L’omertà del silenzio

La mafia: un problema di coscienza

di Claudia Loy

contromafie_pugliaRoma - Si chiude oggi la seconda edizione di ControMafie, gli Stati Generali dell’Antimafia. L’evento ha stabilito sicuramente un momento importante, un’occasione in cui figure istituzionali, referenti e portavoce della terra in cui viviamo, si sono avvicinati al cittadino in uno scambio concreto, reale, in un “faccia a faccia”. Tra testimonianze, progetti e proposte che partono dal basso, dalla voce di chi l’indecenza ed i soprusi della mafia li ha vissuti e sperimentati in prima persona.

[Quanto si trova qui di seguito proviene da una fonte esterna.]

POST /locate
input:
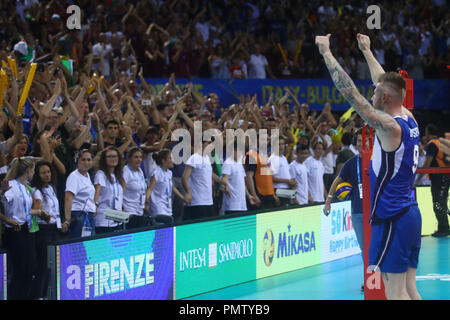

Sono loro i primi protagonisti di queste giornate. È il “sottosuolo”, associazioni e singoli, che nella battaglia quotidiana si uniscono per contrastare e osteggiare la forza del potere delle mafie. Né è esempio “Libera”, nata dalla volontà del riscatto,  che oggi è punto di riferimento di oltre 1500 enti tra gruppi e onlus. Ma sono tante le realtà indipendenti che si muovono accanto al cittadino e che, merito della loro forza, vanno avanti tra difficoltà e scontri d’ogni giorno. Perché la mafia, con le sue forme mutevoli e con il suo continuo riciclo di spazi e mercati, è più presente che mai nella vita ordinaria del singolo.

Gruppo di Libera
Gruppo di Libera

Ed è proprio questa la sua forza, fare presa su un tessuto sociale disomogeneo e disgregato, quando le stesse istituzioni spesso sono avvertite come qualcosa di troppo lontano per assicurare un riferimento solido e concreto. Ecco come allora interviene la forza dell’associazionismo, e questo risulta tanto più evidente a ControMafie, di fronte a gruppi di persone disparate, riunite da un destino fatale che li ha segnati per sempre. Testimoni che si raccontano e ci raccontano, per ricordarci come le mafie non sono solo un fenomeno locale e che purtroppo non basta tenersi fuori dall’illegalità per non venirne a contatto. La si conosce può conoscere, a volte, indirettamente, nell’inconsapevolezza del consenso, a volte invece per uno scontro brutale, come per chi ha perso cari e affetti.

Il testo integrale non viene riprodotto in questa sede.